By Tim Sandle     Mar 17, 2020 in Health
A new survey, from WalletHub, reveals the extent of medical provision in the U.S. The survey draws out some stark contrasts between different states in relation to healthcare resources.
Not only is U.S. National Doctors’ Day drawing close (on March 30, 2020), the coronavirus pandemic is raising questions about the extent of healthcare provision for U.S. citizens. A new survey from WalletHub looks into this issue. The report is titled "2020's Best & Worst States for Doctors."
In order to gather the required data to assess the best (and consequently worst states) for those in the business of saving lives, WalletHub has assessed the 50 U.S. states plus the District of Columbia against 19 essential metrics. The data gathered extends from mean annual wage of physicians to the proportion of hospitals per capita. The figures also include a review of quality and performance ratings of the public hospital system.
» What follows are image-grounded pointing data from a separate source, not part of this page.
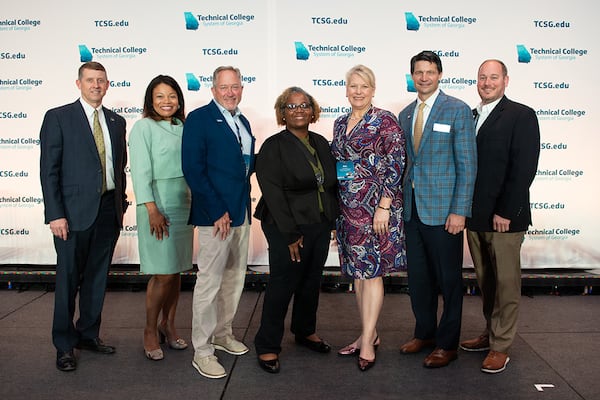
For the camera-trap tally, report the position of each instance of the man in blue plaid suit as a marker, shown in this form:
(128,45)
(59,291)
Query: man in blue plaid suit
(439,182)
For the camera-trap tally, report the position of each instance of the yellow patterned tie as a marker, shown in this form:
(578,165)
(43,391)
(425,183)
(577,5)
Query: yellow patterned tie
(418,131)
(99,138)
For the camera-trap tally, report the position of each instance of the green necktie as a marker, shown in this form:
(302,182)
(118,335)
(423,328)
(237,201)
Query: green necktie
(99,138)
(418,131)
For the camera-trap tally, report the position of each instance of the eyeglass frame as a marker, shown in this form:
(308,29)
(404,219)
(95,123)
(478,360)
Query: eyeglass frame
(294,107)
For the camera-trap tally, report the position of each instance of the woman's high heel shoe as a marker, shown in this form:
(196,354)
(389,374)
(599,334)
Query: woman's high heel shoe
(177,344)
(364,364)
(352,350)
(154,355)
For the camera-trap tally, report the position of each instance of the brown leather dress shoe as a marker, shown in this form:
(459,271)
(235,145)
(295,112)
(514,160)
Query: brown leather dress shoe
(495,362)
(439,358)
(480,343)
(416,345)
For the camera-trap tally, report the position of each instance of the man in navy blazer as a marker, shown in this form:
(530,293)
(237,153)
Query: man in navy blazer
(84,203)
(508,148)
(217,161)
(438,183)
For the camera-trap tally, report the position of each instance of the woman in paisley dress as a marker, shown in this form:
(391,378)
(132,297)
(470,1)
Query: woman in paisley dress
(369,144)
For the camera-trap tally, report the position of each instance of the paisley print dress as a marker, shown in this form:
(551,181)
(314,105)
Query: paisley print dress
(376,146)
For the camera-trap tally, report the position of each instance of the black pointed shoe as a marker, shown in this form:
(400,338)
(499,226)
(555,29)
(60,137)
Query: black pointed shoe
(96,345)
(320,346)
(65,361)
(271,366)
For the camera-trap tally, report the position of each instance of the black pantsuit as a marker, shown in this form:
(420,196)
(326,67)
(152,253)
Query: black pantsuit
(289,210)
(288,278)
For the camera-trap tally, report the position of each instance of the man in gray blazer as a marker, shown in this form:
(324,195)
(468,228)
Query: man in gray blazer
(439,180)
(82,172)
(508,148)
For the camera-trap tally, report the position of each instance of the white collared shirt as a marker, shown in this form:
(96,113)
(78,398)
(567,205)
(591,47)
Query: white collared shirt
(89,112)
(428,104)
(483,111)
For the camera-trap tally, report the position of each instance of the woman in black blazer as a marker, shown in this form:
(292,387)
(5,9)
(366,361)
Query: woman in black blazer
(297,178)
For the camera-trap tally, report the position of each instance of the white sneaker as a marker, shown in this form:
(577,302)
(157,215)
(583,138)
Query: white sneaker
(230,345)
(209,367)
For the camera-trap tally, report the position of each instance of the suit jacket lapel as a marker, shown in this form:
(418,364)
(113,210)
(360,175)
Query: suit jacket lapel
(408,134)
(81,119)
(436,109)
(494,115)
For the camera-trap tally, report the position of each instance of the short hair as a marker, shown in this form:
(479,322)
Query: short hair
(502,65)
(149,110)
(282,99)
(226,68)
(364,72)
(96,66)
(426,55)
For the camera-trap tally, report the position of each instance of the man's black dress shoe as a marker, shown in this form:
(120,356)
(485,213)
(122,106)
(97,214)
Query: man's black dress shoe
(271,366)
(320,347)
(95,345)
(65,361)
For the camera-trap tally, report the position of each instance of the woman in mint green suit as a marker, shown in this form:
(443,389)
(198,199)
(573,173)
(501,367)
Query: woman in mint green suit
(163,201)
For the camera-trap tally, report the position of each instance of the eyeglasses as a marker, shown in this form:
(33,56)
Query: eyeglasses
(301,106)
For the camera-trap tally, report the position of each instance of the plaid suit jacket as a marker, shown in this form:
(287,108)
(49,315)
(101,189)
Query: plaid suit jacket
(444,169)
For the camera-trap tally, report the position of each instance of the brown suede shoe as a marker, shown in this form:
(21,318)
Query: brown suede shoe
(480,343)
(440,358)
(416,345)
(495,362)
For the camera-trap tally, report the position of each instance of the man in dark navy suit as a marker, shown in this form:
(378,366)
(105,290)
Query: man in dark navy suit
(217,161)
(508,148)
(82,172)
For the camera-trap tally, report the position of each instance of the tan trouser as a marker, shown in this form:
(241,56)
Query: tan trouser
(219,284)
(496,257)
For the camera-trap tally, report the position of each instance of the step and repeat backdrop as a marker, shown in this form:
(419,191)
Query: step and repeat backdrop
(550,51)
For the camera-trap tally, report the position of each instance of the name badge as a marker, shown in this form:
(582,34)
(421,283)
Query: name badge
(345,170)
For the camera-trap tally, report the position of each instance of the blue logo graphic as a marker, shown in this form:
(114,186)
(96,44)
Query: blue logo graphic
(85,54)
(523,55)
(410,84)
(412,24)
(191,23)
(193,82)
(301,51)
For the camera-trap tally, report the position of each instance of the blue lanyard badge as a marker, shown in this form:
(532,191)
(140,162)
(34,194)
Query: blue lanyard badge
(345,170)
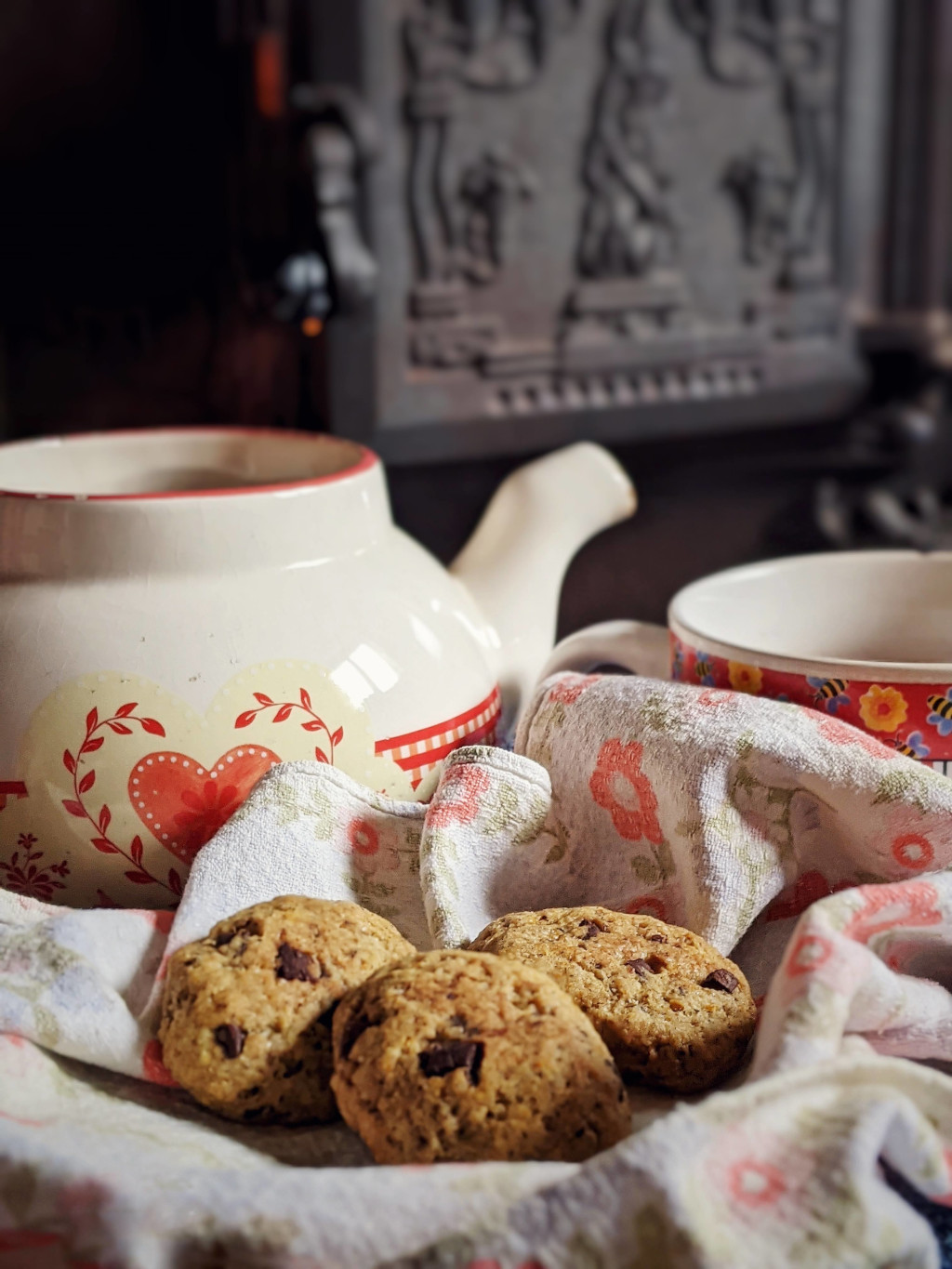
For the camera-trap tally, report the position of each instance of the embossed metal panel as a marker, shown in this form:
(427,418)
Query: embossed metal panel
(607,218)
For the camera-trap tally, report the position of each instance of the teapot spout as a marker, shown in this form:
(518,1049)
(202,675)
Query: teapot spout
(514,563)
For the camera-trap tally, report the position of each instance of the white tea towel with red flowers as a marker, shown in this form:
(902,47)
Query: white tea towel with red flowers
(813,847)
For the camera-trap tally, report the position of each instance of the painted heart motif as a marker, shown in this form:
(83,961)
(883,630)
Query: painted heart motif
(184,803)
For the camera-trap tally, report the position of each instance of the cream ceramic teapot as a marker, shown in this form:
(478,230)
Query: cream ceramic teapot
(181,609)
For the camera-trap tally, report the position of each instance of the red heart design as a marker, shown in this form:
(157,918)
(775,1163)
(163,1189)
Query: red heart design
(184,803)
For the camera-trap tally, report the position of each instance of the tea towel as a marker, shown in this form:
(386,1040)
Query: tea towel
(817,851)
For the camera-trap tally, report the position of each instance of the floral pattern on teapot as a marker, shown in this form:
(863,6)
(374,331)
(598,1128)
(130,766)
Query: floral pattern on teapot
(87,825)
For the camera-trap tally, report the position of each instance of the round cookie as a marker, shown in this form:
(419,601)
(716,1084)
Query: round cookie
(462,1056)
(674,1012)
(246,1011)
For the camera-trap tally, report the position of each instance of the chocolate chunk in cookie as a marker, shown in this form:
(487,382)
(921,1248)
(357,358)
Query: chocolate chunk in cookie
(247,1011)
(676,1014)
(528,1077)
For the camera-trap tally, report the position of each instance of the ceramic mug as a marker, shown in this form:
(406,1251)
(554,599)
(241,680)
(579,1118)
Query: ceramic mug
(864,636)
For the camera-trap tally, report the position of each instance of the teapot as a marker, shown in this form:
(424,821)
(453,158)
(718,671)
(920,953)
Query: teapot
(180,609)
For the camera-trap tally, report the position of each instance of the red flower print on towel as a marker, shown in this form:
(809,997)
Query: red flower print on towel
(374,848)
(570,688)
(913,851)
(888,907)
(364,839)
(808,890)
(756,1183)
(619,786)
(840,733)
(457,799)
(646,905)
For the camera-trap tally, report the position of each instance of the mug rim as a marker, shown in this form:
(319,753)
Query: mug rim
(364,459)
(896,671)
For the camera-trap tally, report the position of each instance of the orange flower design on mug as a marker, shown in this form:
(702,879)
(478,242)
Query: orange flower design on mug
(882,708)
(746,678)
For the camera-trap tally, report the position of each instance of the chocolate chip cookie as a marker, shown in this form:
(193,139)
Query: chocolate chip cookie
(246,1011)
(464,1056)
(674,1012)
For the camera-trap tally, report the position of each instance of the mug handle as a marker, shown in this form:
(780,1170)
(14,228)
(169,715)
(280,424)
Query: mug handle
(639,647)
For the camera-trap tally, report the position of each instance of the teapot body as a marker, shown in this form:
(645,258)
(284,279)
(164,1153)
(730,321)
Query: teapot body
(180,611)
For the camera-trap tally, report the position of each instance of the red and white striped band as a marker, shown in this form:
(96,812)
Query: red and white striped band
(419,751)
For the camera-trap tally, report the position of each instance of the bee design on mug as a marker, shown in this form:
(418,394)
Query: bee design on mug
(705,669)
(830,693)
(911,747)
(941,716)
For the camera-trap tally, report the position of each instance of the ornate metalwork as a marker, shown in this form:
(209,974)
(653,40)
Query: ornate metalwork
(628,225)
(594,216)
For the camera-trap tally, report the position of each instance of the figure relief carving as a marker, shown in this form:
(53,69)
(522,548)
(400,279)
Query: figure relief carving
(787,216)
(464,235)
(628,240)
(761,191)
(490,191)
(628,226)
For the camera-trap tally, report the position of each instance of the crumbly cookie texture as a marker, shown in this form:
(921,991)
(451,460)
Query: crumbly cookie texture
(246,1011)
(464,1056)
(674,1012)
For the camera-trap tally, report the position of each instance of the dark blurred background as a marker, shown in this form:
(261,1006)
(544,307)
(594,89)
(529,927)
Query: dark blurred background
(200,223)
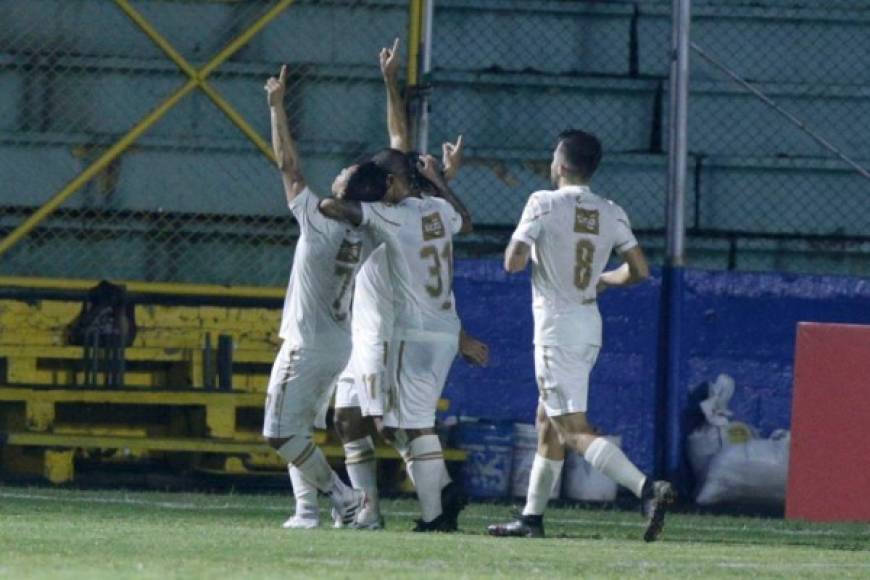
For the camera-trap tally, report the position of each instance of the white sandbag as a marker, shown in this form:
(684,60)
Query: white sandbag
(755,471)
(706,442)
(719,431)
In terms of outcomes, in relation to medical doctors, the top ten best states were found to be:
1. Montana
2. Wisconsin
3. Idaho
4. North Dakota
5. Minnesota
6. Kansas
7. Iowa
8. Tennessee
9. Mississippi
10. Nebraska
In terms of the worst states, New York comes top, followed by Rhode Island and Connecticut.
The following video provides background information about the data gathering and analysis process:
Aside from the data relating to doctors, there were variations in the outcomes in terms of more general health provision. For example, Mississippi was found to have the highest average annual wage for surgeons at $313,491,. This stands at around twice as high as California, where the typical pay is $152,850.
In relation to doctors, the state of Minnesota was found to have the lowest number of physicians per 1,000 residents, at 1.09. This is some six times lower than in the District of Columbia, which boasts the highest ratio at 6.71.
With the issue of elderly (who tend to require the most medical support), Florida has the highest share of the population aged 65 and older at 27 percent (based on projections for 2030). In Utah, this state has lowest proportion of seniors, at just over 13 percent of the population.
Looking at the data, Patrick D. Souter (of Baylor Law School) looks at the problems that some states have with recruiting and retaining qualified medics, noting: "This demand provides an environment where it is difficult to find the right fit for the practice and then having the ability to retain them long term."